Rien à foutre, c’est ce que dit à demi-mots le mec de la sœur de Cassandre, au moment de la larguer comme une chaussette au bord de la route pour une contrariété puérile. Pas le temps pour l’adversité, il y en a plein d’autres qui attendent leur tour.
Rien à foutre, c’est ce que disent les compagnies d’assurance à la famille de Cassandre, dont la mère s’est tuée en voiture récemment. Un sinistre qui ne sera pas pris en charge parce que la victime roulait à 57 km/h au lieu de 50. Apprend-on que des graviers laissés par un chantier ont fait exploser le pneu de la voiture et causé l’accident ? Bof, la loi c’est la loi, la dame était en infraction, c’est sa faute, et la famille paiera. Et puis, on ne retrouve plus la voiture pour faire l’examen des dégâts, donc autant clore le dossier au passage.
Que reste-t-il ?
Une première partie ultra pop à la mise en scène énergique et électrisante, où l’on découvre cette Cassandre désabusée par cette vie sans repères, avec un job qu’elle aime mais aux conditions pourries, et une crise existentielle anesthésiée par la fuite en avant. Un deuxième acte qui rompt drastiquement le ton pour faire basculer le film dans un drame familial plus intimiste et collectif. Car la disparition de la mère rapproche Cassandre, sa sœur et son père et permet aux réalisateurs de prendre leur temps sur des scènes de discussions émouvantes, par le mélange de tristesse et de légèreté, par la vulnérabilité (enfin) assumée des trois endeuillés, par la simplicité (enfin) retrouvée de leurs communications jusqu’alors rompues. Si quelques scènes s’étirent un peu trop en longueur, la plupart visent juste grâce à la finesse de l’écriture et surtout au jeu d’Adèle Exarchopoulos, Mara Taquin et Alexandre Perrier.

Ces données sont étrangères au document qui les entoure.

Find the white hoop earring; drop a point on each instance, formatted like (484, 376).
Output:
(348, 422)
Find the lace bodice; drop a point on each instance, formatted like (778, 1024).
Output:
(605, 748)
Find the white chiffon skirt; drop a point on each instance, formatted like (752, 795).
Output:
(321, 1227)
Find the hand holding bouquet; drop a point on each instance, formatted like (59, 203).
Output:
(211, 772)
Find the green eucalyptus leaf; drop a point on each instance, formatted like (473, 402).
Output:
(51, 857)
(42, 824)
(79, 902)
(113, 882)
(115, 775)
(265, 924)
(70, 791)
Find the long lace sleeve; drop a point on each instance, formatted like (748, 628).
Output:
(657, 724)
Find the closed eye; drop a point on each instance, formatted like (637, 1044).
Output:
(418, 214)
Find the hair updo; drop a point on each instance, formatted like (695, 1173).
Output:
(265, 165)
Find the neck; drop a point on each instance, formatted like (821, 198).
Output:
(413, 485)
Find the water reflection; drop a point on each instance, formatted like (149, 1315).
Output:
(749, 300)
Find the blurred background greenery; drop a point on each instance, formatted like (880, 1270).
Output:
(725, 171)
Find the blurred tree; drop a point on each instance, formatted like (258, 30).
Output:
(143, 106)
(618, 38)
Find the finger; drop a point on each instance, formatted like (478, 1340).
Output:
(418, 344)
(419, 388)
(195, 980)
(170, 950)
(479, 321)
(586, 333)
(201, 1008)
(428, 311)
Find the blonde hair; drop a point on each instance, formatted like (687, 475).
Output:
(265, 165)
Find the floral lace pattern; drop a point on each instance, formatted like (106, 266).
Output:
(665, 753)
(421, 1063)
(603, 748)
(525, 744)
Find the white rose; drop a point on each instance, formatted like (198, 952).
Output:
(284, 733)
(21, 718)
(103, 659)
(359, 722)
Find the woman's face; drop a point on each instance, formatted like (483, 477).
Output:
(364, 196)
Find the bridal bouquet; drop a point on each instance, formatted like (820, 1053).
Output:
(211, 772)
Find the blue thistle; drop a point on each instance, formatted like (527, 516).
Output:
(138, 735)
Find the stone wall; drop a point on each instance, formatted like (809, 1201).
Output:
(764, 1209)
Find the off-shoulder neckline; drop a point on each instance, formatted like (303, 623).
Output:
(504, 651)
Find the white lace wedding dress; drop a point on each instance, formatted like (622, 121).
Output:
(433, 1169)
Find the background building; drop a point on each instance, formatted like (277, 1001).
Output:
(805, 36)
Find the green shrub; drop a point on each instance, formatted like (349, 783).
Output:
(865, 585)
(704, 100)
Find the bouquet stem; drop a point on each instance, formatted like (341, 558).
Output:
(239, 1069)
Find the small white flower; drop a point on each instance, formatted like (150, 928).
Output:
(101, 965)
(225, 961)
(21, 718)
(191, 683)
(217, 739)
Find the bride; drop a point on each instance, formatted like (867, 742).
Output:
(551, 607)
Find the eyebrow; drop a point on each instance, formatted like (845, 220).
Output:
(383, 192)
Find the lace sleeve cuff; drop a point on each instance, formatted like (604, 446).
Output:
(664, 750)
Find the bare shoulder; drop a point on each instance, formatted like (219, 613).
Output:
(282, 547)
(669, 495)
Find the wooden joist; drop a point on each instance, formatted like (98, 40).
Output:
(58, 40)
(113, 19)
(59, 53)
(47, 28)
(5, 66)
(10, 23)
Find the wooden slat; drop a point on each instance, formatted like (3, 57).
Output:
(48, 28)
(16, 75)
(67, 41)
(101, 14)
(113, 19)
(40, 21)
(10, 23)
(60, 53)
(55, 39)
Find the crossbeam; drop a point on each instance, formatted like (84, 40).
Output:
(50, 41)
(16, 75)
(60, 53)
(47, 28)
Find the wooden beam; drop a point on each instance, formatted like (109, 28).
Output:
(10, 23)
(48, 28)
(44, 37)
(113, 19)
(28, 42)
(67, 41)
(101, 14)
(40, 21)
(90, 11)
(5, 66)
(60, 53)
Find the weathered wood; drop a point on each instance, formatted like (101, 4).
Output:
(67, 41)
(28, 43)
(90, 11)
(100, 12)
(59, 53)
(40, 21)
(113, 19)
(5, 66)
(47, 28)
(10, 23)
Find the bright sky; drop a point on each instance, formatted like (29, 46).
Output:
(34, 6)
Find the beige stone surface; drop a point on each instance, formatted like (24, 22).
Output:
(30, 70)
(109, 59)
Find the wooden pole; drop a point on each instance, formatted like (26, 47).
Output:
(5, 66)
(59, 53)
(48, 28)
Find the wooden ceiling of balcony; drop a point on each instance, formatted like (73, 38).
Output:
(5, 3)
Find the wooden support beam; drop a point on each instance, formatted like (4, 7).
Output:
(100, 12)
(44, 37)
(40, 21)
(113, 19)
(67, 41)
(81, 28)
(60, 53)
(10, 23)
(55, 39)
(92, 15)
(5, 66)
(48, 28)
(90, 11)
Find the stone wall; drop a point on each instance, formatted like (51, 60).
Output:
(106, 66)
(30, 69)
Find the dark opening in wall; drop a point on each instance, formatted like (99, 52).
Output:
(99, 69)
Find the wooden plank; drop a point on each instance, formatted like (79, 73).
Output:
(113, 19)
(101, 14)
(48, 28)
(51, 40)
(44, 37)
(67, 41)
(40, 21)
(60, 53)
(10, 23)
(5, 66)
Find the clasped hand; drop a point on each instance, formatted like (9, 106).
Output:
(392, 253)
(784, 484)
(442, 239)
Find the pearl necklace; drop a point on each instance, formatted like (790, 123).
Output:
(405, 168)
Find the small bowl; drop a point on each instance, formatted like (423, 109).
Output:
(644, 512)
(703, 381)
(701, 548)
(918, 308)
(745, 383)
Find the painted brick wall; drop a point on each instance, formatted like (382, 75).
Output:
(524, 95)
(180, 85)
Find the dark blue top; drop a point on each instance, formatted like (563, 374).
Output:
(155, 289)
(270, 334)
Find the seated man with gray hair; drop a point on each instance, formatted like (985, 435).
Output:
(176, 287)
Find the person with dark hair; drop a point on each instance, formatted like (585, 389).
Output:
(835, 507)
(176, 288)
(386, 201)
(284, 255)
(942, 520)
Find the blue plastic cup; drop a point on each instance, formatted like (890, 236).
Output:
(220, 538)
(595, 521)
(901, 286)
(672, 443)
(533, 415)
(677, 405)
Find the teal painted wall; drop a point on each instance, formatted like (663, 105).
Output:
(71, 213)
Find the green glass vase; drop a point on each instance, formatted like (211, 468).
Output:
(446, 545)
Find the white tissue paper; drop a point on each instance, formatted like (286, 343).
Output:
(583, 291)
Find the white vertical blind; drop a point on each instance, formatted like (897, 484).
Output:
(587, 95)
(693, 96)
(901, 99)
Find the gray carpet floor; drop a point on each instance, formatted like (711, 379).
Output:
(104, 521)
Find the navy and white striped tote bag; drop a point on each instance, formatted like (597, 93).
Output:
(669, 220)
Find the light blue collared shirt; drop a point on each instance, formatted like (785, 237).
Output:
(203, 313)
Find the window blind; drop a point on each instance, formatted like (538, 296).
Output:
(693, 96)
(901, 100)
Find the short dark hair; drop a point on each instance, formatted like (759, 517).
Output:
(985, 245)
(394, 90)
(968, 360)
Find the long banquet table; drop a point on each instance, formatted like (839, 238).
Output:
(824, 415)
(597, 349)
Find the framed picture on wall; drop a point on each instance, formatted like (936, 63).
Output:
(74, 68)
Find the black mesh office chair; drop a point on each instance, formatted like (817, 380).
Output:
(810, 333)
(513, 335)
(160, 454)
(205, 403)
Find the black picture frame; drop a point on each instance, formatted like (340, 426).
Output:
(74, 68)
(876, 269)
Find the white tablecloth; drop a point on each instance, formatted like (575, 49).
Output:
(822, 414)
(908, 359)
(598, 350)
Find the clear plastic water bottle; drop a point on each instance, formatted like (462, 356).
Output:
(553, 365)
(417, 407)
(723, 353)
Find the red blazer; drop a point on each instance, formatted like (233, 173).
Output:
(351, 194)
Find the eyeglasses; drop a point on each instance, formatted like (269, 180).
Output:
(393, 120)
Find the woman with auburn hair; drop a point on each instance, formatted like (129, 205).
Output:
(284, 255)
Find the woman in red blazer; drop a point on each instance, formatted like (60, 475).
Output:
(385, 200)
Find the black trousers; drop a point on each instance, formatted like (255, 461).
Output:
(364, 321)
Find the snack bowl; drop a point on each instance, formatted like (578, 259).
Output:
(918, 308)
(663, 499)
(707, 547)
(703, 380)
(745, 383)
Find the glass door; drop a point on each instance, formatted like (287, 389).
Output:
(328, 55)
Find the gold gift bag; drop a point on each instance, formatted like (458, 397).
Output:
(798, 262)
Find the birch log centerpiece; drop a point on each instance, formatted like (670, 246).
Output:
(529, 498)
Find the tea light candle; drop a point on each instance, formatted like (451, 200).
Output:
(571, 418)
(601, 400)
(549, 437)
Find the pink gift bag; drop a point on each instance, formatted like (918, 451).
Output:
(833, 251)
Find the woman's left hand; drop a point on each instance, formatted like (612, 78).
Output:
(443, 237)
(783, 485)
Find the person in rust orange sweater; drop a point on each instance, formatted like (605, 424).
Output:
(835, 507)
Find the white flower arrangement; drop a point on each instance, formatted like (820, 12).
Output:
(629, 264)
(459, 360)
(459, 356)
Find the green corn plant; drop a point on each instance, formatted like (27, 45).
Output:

Adèle Exarchopoulos, impressionnante par sa fragilité contenue derrière le masque des sourires, trouve dans Rien à foutre l’un de ses meilleurs rôles, l’un des plus dignes. Jamais sexualisée, alors même que son environnement professionnel ne la ramène presque qu’à ça ; alors même que la première partie consacrée à ses cycles de « débauche » aurait pu sombrer dans le vulgaire et le sulfureux bourgeois. Le monde est vu à travers ses yeux à elle ; la sexualisation au travail est vue à travers ses yeux à elle ; ses coups d’un soir ennuyeux sont encore vus à travers ses yeux à elle. Il est donc logique et intelligent d’avoir su garder la distance et la pudeur d’avec le sujet, car l’intérêt est bel et bien ailleurs : dans ces retrouvailles familiales qui redonnent un sens aux vies particulières. En ce sens, les cinq dernières minutes sont peut-être de trop, tant le film aurait mérité de se terminer sur des points de suspension davantage que sur un point d’exclamation – là était toute la subtilité du film, depuis son titre, dans ce perpétuel maintient de l’ambivalence. Heureusement, c’est un sentiment largement positif qui demeure après la séance, et l’impression d’avoir assisté à un vrai renouvellement du cinéma français.